Today I feel like I hit a turning point. It feels like we've had weeks and weeks of just being frustrated. Frustrated with the people and difficulties here and forgetting a little compassion sometimes. It's been hard with Frisner here for the past couple weeks. He cries constantly if you aren't holding him, which just makes all of us mad, and work is hard with trying to carry him in the baby backpack all day. Then we go to the hospital an get even more frustrated with the lack of sanitation (that's what happens when you have 5 babies in one room, including family and all the other kids in tow...and not to mention no diapers), and frustrated with lack of knowledge of how to take care of your children. But seriously, nothing's changed, we just need a little more compassion.
So yesterday we got word that Frisner could go to House of Hope since the adoptive parents of the twin we took there a month ago said yes to adopting another Haitian baby. So today we went! We were lucky to hitch a ride with Rob, since he was going into town anyway. And wow, riding inside a car instead of tap tap was pretty luxurious. The strangest thing happened though when we were almost at the door of House of Hope. Annelies and I were feeling really really sad to give up our little friend. Ah! He really is precious and we somehow forget how he makes us want to pull our hair out when he sits with us and cries (like raging) for hours. Poor Jenny is all I can say. I hope he grows out of that soon. But I know he will be well there.

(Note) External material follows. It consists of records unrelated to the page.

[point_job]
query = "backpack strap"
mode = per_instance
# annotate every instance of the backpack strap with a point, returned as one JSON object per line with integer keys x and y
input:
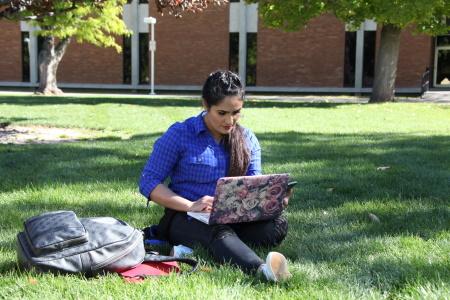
{"x": 152, "y": 257}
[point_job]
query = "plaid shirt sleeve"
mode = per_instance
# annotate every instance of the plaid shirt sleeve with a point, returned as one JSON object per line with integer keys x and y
{"x": 162, "y": 160}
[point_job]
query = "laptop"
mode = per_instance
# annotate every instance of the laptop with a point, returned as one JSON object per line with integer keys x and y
{"x": 246, "y": 199}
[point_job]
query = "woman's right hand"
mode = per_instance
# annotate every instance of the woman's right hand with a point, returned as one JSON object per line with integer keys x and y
{"x": 204, "y": 204}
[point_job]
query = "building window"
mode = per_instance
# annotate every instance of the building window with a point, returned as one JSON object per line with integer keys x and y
{"x": 350, "y": 59}
{"x": 369, "y": 58}
{"x": 126, "y": 59}
{"x": 143, "y": 58}
{"x": 251, "y": 58}
{"x": 25, "y": 57}
{"x": 234, "y": 52}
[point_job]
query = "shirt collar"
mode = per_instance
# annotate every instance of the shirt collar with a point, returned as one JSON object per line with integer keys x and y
{"x": 199, "y": 123}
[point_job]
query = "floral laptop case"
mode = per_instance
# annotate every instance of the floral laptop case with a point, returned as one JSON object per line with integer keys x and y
{"x": 246, "y": 199}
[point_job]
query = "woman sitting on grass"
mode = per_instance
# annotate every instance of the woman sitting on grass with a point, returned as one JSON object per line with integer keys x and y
{"x": 195, "y": 154}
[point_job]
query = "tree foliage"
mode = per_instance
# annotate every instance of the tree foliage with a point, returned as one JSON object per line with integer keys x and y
{"x": 93, "y": 21}
{"x": 426, "y": 15}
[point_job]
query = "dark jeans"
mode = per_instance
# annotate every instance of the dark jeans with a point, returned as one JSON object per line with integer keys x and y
{"x": 228, "y": 243}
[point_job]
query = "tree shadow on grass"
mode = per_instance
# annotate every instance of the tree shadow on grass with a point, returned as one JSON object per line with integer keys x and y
{"x": 347, "y": 164}
{"x": 153, "y": 102}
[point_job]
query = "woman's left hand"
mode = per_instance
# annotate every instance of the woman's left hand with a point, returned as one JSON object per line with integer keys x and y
{"x": 289, "y": 194}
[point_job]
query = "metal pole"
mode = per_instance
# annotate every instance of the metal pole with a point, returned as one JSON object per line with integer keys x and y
{"x": 152, "y": 60}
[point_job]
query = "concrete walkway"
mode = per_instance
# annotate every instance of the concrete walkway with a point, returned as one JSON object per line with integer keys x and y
{"x": 442, "y": 97}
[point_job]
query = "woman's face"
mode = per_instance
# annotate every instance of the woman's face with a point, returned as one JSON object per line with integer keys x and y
{"x": 222, "y": 118}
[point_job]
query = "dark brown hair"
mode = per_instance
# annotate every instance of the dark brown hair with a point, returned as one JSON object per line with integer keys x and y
{"x": 219, "y": 85}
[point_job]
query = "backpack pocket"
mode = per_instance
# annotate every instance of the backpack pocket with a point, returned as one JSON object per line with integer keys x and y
{"x": 53, "y": 231}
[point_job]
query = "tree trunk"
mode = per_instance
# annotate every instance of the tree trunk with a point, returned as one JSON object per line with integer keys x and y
{"x": 49, "y": 58}
{"x": 386, "y": 65}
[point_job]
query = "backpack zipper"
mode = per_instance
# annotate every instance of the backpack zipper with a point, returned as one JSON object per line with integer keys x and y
{"x": 117, "y": 257}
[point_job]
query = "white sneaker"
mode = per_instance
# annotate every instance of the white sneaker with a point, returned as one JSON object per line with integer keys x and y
{"x": 276, "y": 267}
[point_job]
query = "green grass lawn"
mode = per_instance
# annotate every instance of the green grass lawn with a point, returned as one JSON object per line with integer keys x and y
{"x": 334, "y": 151}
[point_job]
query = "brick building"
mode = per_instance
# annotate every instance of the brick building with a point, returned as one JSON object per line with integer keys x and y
{"x": 324, "y": 57}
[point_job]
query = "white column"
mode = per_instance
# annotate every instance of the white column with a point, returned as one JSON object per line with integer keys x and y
{"x": 33, "y": 51}
{"x": 135, "y": 42}
{"x": 359, "y": 58}
{"x": 242, "y": 41}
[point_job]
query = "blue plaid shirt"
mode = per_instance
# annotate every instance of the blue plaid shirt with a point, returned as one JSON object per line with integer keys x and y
{"x": 189, "y": 155}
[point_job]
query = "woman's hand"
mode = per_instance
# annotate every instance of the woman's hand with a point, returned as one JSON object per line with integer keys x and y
{"x": 203, "y": 204}
{"x": 289, "y": 194}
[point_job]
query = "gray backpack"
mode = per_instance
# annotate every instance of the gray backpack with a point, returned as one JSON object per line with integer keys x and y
{"x": 60, "y": 241}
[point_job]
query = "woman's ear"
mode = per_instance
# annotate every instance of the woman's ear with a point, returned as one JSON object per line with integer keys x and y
{"x": 204, "y": 104}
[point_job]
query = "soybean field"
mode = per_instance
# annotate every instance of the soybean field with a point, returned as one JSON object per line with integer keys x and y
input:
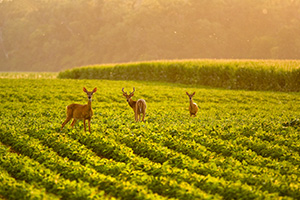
{"x": 241, "y": 145}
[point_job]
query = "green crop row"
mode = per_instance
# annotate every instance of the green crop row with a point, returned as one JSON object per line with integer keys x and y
{"x": 23, "y": 168}
{"x": 241, "y": 145}
{"x": 77, "y": 152}
{"x": 235, "y": 74}
{"x": 10, "y": 188}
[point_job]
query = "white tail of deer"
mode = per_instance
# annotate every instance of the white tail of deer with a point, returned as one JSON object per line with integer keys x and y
{"x": 80, "y": 112}
{"x": 193, "y": 108}
{"x": 139, "y": 106}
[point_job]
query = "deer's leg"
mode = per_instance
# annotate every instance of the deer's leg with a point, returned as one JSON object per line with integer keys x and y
{"x": 84, "y": 125}
{"x": 65, "y": 122}
{"x": 143, "y": 116}
{"x": 73, "y": 122}
{"x": 89, "y": 121}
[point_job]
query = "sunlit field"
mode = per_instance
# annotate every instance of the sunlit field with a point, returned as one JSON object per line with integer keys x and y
{"x": 241, "y": 145}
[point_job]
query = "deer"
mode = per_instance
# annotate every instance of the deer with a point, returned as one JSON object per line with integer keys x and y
{"x": 80, "y": 112}
{"x": 193, "y": 106}
{"x": 139, "y": 106}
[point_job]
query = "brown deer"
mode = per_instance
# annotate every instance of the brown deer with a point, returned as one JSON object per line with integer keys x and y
{"x": 193, "y": 106}
{"x": 80, "y": 112}
{"x": 138, "y": 106}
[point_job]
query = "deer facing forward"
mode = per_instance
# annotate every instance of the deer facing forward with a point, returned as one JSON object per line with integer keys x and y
{"x": 193, "y": 108}
{"x": 80, "y": 112}
{"x": 139, "y": 106}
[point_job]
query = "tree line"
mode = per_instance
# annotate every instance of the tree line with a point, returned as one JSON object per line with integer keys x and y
{"x": 52, "y": 35}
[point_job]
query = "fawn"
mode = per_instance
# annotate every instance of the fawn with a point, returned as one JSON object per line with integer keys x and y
{"x": 193, "y": 106}
{"x": 80, "y": 112}
{"x": 138, "y": 106}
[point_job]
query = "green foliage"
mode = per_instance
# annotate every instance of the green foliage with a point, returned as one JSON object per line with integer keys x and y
{"x": 241, "y": 145}
{"x": 44, "y": 35}
{"x": 229, "y": 74}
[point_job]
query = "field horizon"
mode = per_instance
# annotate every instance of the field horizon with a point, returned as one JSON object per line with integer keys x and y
{"x": 241, "y": 145}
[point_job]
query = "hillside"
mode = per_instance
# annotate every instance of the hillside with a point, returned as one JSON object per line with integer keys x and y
{"x": 43, "y": 35}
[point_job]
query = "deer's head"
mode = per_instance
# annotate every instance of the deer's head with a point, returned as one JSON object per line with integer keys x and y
{"x": 190, "y": 95}
{"x": 128, "y": 96}
{"x": 89, "y": 94}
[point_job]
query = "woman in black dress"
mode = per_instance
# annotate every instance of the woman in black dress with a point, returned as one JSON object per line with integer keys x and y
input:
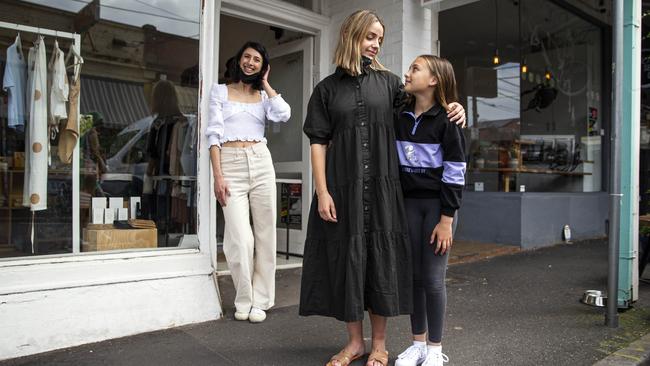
{"x": 357, "y": 255}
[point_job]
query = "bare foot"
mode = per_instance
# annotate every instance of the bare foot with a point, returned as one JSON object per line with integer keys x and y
{"x": 353, "y": 349}
{"x": 382, "y": 350}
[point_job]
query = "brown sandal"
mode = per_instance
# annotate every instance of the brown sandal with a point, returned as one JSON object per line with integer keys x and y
{"x": 344, "y": 358}
{"x": 379, "y": 356}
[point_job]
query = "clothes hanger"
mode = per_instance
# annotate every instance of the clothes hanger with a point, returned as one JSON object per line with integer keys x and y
{"x": 72, "y": 52}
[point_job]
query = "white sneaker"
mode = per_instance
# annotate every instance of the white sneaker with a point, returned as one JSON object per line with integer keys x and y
{"x": 257, "y": 315}
{"x": 435, "y": 359}
{"x": 412, "y": 356}
{"x": 240, "y": 315}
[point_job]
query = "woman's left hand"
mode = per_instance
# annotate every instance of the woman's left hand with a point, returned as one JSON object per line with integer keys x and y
{"x": 456, "y": 113}
{"x": 265, "y": 78}
{"x": 442, "y": 237}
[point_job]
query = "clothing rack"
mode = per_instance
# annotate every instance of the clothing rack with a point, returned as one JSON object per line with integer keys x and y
{"x": 76, "y": 46}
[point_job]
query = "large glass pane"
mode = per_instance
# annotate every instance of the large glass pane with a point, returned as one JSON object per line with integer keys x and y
{"x": 136, "y": 132}
{"x": 561, "y": 100}
{"x": 532, "y": 83}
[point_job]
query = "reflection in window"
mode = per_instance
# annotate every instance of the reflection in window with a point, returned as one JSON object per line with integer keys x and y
{"x": 127, "y": 52}
{"x": 535, "y": 116}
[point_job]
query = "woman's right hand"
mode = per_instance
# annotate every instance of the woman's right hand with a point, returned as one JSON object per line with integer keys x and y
{"x": 326, "y": 208}
{"x": 221, "y": 190}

The ride back was freeing. Not only the feeling of being baby-free, but Dustin, Annelies, and I rode on the roof of Rob's truck since there were too many people and things being transported back. When we got on the roof, I said, oh man, my dad would kill me if he saw me now. But seriously besides having to dodge the tree branches, it was the nicest view in the whole house. The countryside is so beautiful now. And we didn't fall off (that one's for you dad).
And going to the hospital tonight, I felt renewed desire to be there with the patients. There's nothing like leaving to make you miss home a little more.